Infer resnet_50 on DLA using TensorRT with the command below:
trtexec --deploy=/usr/src/tensorrt/data/resnet50/ResNet50_N2.prototxt --model=/usr/src/tensorrt/data/resnet50/ResNet50_fp32.caffemodel --output=fc1000 --useDLACore=0 --int8 --workspace=1024 --memPoolSize=dlaSRAM:1
And profiling result is:
[03/01/2023-14:22:22] [I] === Performance summary ===
[03/01/2023-14:22:22] [I] Throughput: 655.174 qps
[03/01/2023-14:22:22] [I] Latency: min = 1.71802 ms, max = 2.26781 ms, mean = 1.74723 ms, median = 1.72763 ms, percentile(99%) = 2.23355 ms
[03/01/2023-14:22:22] [I] Enqueue Time: min = 1.22845 ms, max = 2.19363 ms, mean = 1.45464 ms, median = 1.4364 ms, percentile(99%) = 1.94211 ms
[03/01/2023-14:22:22] [I] H2D Latency: min = 0.20874 ms, max = 0.227844 ms, mean = 0.210525 ms, median = 0.210083 ms, percentile(99%) = 0.217041 ms
[03/01/2023-14:22:22] [I] GPU Compute Time: min = 1.49133 ms, max = 2.03729 ms, mean = 1.51961 ms, median = 1.5 ms, percentile(99%) = 2.00461 ms
[03/01/2023-14:22:22] [I] D2H Latency: min = 0.0158081 ms, max = 0.0202637 ms, mean = 0.0170972 ms, median = 0.0168457 ms, percentile(99%) = 0.0187988 ms
[03/01/2023-14:22:22] [I] Total Host Walltime: 3.00378 s
The total latency is 1.747ms.
Then I profiled using nsys with the command below:
nsys profile -t cuda,nvtx,nvmedia,osrt,cudla --accelerator-trace=nvmedia trtexec --deploy=/usr/src/tensorrt/data/resnet50/ResNet50_N2.prototxt --model=/usr/src/tensorrt/data/resnet50/ResNet50_fp32.caffemodel --output=fc1000 --useDLACore=0 --int8 --workspace=1024 --memPoolSize=dlaSRAM:1
Open the profiled file with Nvidia Nsight System
, the screenshot of one frame among the total profile interations as below.

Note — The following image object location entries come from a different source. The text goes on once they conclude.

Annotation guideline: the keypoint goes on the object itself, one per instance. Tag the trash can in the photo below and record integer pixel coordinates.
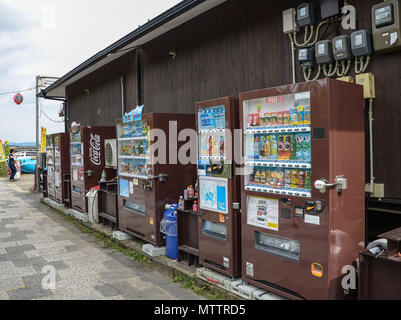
(168, 226)
(93, 206)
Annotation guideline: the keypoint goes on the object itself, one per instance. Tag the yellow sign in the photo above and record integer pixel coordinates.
(2, 155)
(43, 141)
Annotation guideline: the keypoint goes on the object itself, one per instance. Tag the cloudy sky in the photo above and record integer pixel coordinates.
(51, 37)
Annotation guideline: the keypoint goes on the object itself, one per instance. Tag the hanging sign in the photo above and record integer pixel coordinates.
(18, 98)
(43, 141)
(2, 155)
(134, 115)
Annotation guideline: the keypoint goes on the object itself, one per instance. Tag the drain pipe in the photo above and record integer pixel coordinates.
(293, 57)
(122, 95)
(372, 178)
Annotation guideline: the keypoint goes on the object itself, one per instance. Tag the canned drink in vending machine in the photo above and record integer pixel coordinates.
(308, 180)
(287, 179)
(301, 179)
(280, 179)
(294, 179)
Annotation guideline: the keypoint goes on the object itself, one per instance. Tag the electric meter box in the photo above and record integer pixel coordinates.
(342, 48)
(306, 57)
(306, 15)
(289, 21)
(329, 8)
(361, 43)
(324, 52)
(386, 26)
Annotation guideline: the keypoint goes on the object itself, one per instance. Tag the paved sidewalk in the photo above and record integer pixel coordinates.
(33, 236)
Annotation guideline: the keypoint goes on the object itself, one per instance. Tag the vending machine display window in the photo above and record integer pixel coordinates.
(282, 247)
(134, 207)
(212, 118)
(212, 132)
(213, 194)
(76, 154)
(133, 149)
(215, 230)
(277, 148)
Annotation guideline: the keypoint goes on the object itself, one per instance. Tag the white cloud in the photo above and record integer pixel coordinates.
(49, 37)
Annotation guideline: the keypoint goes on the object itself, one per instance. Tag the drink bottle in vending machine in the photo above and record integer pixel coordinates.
(303, 188)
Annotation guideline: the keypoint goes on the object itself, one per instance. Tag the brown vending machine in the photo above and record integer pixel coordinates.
(219, 220)
(87, 161)
(61, 143)
(152, 175)
(303, 209)
(50, 168)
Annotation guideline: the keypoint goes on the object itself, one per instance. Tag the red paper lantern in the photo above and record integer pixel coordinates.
(18, 98)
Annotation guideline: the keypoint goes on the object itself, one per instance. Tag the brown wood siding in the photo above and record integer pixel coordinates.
(236, 47)
(102, 106)
(239, 46)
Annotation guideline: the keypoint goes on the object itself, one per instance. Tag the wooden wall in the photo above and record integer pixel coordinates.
(238, 46)
(103, 103)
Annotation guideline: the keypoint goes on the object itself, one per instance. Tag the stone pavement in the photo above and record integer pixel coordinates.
(33, 236)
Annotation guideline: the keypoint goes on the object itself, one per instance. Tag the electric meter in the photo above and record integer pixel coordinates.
(306, 15)
(342, 47)
(329, 8)
(386, 26)
(384, 15)
(324, 52)
(306, 58)
(361, 43)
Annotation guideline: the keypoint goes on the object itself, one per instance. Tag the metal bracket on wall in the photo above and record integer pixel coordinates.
(236, 206)
(162, 177)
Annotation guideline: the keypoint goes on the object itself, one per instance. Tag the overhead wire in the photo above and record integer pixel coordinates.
(15, 92)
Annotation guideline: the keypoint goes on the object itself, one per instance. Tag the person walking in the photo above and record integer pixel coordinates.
(11, 164)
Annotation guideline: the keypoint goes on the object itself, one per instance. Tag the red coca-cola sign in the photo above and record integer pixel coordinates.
(94, 150)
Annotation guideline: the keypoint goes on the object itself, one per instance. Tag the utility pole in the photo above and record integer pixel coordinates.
(41, 81)
(37, 134)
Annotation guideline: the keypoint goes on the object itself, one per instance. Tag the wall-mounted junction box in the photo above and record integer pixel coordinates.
(329, 8)
(386, 26)
(342, 48)
(290, 21)
(347, 79)
(361, 43)
(376, 190)
(306, 57)
(324, 52)
(367, 80)
(306, 15)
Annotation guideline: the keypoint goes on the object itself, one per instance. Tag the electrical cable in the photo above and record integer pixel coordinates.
(349, 62)
(317, 32)
(306, 41)
(307, 76)
(327, 29)
(357, 64)
(15, 92)
(366, 64)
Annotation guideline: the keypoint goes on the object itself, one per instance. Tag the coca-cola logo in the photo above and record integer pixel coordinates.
(94, 150)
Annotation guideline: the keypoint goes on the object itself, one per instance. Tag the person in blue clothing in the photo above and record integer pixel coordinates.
(11, 164)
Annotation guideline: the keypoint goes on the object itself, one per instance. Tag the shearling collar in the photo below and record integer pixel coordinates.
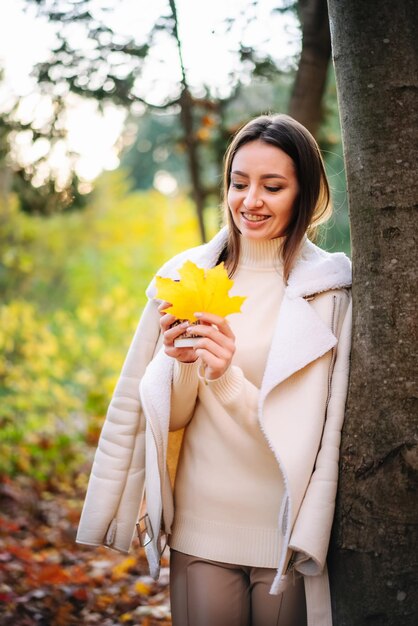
(315, 270)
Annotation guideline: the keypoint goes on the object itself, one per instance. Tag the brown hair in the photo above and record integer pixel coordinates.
(313, 204)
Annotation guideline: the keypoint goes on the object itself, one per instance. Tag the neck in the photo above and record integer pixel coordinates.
(263, 253)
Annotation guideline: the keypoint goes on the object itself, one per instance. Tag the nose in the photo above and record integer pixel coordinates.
(252, 201)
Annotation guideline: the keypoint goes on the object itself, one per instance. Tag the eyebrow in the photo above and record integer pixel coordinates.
(239, 173)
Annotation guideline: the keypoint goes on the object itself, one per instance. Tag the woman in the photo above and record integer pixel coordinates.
(258, 401)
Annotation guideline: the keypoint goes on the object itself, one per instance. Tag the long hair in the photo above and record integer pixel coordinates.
(313, 203)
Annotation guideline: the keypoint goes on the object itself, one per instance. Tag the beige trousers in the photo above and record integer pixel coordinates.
(208, 593)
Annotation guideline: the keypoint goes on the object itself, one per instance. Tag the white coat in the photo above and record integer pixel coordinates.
(301, 411)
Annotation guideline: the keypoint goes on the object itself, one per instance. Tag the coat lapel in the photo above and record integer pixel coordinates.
(300, 337)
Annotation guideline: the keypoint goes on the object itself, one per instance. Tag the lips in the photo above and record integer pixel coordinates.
(253, 217)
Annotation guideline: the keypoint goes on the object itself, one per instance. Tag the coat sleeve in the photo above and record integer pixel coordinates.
(116, 483)
(312, 528)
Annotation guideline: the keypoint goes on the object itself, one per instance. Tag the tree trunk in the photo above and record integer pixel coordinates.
(190, 139)
(308, 89)
(373, 558)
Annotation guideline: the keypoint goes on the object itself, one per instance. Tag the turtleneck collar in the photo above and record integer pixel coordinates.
(261, 254)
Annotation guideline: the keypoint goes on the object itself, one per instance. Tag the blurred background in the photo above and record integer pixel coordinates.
(114, 117)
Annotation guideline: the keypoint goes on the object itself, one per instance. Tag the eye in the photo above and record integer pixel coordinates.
(238, 186)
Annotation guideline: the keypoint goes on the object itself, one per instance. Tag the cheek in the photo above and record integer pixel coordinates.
(231, 199)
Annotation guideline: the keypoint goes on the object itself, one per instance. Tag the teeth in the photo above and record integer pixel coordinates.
(254, 218)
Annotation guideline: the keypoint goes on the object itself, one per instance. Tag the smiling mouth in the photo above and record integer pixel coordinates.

A complete inferring process consists of copying data to dla, inferring on dla, and copying data from dla. As selected in the screenshot above is one complete inferring process. The total latency is 2.375ms, much longer than the profiling result of TensorRT. Even the task on DLA takes 1.75ms which is longer than the latency of the whole inferring process 1.747ms.
Can somebody take a look at this case and give me some insight on what happened here?
P.S. You can simply reproduce by using the model under TensorRT installation folder.